Jorge Arango explores what it means for machine intelligence to be “used well” and, in particular, questions the current fascination with general-purpose, open-ended chat interfaces.
There are obvious challenges here. For one, this is the first time we’ve interacted with systems that match our linguistic abilities while lacking other attributes of intelligence: consciousness, theory of mind, pride, shame, common sense, etc. AIs’ eloquence tricks us into accepting their output when we have no competence to do so.
The AI-written contract may be better than a human-written one. But can you trust it? After all, if you’re not a lawyer, you don’t know what you don’t know. And the fact that the AI contract looks so similar to a human one makes it easy for you to take its provenance for granted. That is, the better the outcome looks to your non-specialist eyes, the more likely you are to give up your agency.

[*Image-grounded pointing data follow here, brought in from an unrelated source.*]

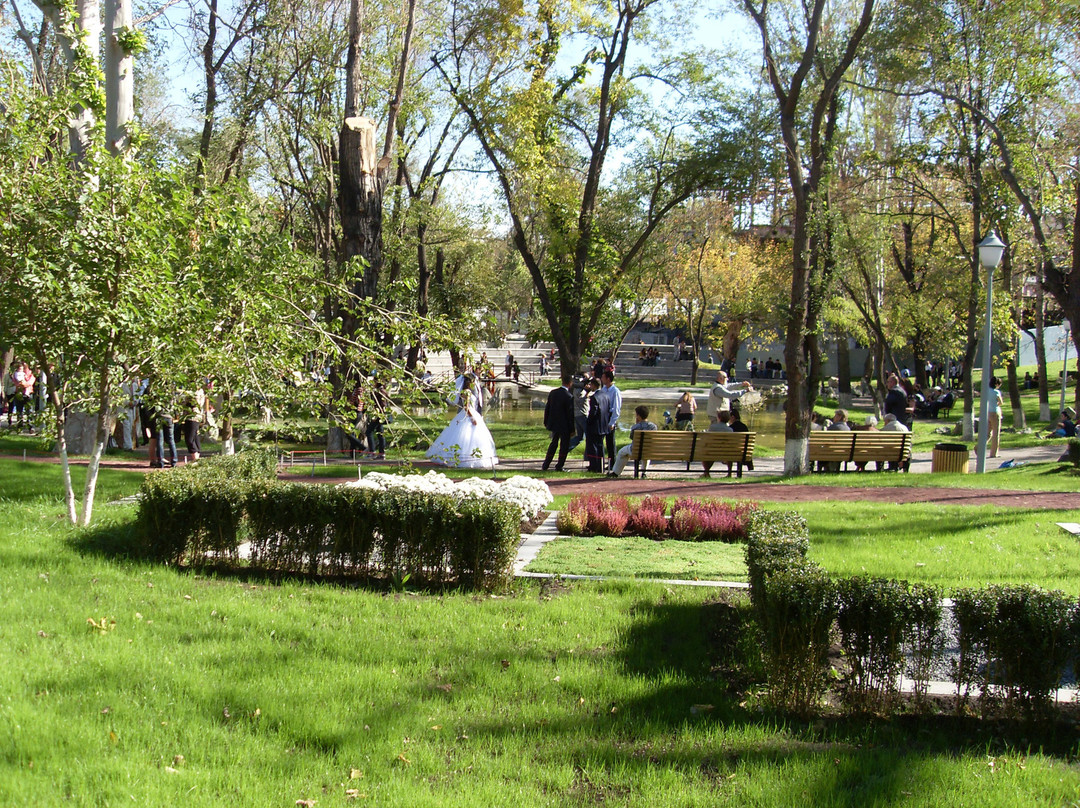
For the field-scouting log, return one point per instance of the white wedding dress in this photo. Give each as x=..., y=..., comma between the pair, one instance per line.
x=464, y=444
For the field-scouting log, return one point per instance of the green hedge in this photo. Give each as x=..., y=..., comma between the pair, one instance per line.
x=201, y=519
x=1015, y=643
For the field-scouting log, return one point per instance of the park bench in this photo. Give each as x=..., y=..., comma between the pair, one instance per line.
x=734, y=448
x=861, y=447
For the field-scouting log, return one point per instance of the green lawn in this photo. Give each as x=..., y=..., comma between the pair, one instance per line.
x=952, y=547
x=213, y=691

Another challenge is that ChatGPT’s success has driven many people to equate AIs with chatbots. As a result, the current default approach to adding AI to products entails awkwardly grafting chat onto existing experiences, either for augmenting search (possibly good) or replacing human service agents (generally bad.)

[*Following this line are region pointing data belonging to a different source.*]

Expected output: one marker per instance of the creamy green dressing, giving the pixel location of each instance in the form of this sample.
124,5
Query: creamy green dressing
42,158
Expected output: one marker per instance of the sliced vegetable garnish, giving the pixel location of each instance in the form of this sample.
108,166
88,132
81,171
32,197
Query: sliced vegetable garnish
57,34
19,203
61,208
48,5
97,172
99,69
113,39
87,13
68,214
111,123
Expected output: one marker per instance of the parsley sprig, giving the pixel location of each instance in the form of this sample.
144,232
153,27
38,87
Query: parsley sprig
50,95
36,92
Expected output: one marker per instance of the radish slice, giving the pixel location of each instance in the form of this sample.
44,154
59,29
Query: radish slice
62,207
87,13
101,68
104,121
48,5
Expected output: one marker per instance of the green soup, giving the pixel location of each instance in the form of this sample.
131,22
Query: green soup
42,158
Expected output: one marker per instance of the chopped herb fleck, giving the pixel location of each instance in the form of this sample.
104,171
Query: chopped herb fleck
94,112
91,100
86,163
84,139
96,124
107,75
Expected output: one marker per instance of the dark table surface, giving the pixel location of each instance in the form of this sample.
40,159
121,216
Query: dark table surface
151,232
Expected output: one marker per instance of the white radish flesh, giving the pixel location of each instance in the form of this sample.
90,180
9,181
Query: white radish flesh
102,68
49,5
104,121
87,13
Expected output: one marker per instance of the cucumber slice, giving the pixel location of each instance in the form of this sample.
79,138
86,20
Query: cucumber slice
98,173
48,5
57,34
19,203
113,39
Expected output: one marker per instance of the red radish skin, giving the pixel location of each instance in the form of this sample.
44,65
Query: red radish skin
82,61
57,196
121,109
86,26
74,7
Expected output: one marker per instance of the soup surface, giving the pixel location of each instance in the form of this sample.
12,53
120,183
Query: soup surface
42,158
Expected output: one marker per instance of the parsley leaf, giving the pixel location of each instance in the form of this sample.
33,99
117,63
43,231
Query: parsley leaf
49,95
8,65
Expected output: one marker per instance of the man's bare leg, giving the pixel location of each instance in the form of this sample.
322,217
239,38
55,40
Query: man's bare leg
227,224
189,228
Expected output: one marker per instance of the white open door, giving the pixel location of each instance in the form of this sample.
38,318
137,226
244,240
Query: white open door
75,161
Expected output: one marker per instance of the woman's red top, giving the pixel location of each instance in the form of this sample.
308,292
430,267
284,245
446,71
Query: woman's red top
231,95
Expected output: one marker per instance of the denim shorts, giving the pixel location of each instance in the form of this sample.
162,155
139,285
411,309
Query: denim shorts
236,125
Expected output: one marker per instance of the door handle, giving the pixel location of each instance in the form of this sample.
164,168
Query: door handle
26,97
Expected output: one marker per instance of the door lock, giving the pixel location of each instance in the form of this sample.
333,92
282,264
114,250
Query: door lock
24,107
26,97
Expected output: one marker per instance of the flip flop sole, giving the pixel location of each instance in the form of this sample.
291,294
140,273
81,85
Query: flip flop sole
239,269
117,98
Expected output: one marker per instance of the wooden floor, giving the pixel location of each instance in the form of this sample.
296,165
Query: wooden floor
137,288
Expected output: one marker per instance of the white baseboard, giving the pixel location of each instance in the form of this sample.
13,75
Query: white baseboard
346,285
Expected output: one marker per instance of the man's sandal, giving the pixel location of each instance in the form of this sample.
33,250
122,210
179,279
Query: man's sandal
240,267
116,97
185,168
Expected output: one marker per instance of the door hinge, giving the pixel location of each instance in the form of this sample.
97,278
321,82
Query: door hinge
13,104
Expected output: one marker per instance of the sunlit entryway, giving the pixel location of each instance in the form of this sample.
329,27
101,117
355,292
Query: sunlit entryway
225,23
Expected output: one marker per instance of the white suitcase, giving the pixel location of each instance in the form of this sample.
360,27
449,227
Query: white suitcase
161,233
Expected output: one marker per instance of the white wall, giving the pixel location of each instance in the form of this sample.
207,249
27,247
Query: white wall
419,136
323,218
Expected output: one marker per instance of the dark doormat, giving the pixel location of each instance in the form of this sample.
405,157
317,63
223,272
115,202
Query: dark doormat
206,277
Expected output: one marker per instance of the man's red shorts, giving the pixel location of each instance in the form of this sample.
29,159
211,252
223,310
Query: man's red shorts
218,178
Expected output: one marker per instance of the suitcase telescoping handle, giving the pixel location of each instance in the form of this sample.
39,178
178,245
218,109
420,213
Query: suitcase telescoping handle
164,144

But these ‘chatbot‘ scenarios only cover a portion of the possibility space — and not even the most interesting one.
I’m grateful for the call to action to think beyond chat and general-purpose, open-ended interfaces. Those have their place, but there’s so much more to explore here.

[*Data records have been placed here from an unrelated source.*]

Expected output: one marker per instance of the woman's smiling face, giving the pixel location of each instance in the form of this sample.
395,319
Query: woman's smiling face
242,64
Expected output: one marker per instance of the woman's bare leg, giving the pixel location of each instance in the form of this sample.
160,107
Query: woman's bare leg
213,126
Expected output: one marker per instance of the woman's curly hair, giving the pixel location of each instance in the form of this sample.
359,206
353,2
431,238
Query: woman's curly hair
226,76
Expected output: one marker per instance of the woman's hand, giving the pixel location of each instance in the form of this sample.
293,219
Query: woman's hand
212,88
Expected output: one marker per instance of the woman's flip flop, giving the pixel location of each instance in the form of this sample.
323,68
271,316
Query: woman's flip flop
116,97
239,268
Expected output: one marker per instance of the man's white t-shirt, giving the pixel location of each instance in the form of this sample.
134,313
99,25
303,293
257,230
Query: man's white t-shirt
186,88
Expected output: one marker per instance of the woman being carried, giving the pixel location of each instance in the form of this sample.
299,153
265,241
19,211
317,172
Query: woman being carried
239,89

The popular imagination has equated intelligence with convincing conversation since Alan Turing proposed his “imitation game” in 1950. The concept is simple: if a system can fool you into thinking you’re talking to a human, it can be considered intelligent. For the better part of a century, the Turing Test has shaped popular expectations of machine intelligence from science fiction to Silicon Valley. Chat is an interaction cliché for AI that we have to escape (or at least question), but it has a powerful gravitational force. “Speaks well = thinks well” is a hard perception to break. We fall for it with people, too.
The “AI can make mistakes” labels don’t cut it.
Given the outsized trust we have in systems that speak so confidently, designers have a big challenge when crafting intelligent interfaces: how can you engage the user’s agency and judgment when the answer is not actually as confident as the LLM delivers it? Communicating the accuracy/confidence of results is a design job. The “AI can make mistakes” labels don’t cut it.
This isn’t a new challenge. I’ve been writing about systems smart enough to know they’re not smart enough for years. But the problem gets steeper as the systems appear outwardly smarter and lull us into false confidence.
Jorge’s 2x2 matrix of AI control vs AI accuracy is a helpful tool to at least consider the risks as you explore solutions.
This is a tricky time. It’s natural to seek grounding in times of change, which can cause us to cling too tightly to assumptions or established patterns. Loyalty to the long-held idea that conflates conversation with intelligence is doing a disservice. Conversation between human and machine doesn’t have to mean literal dialogue. Let’s be far more expansive in what we consider “chat” and unpack the broad forms these interactions can take.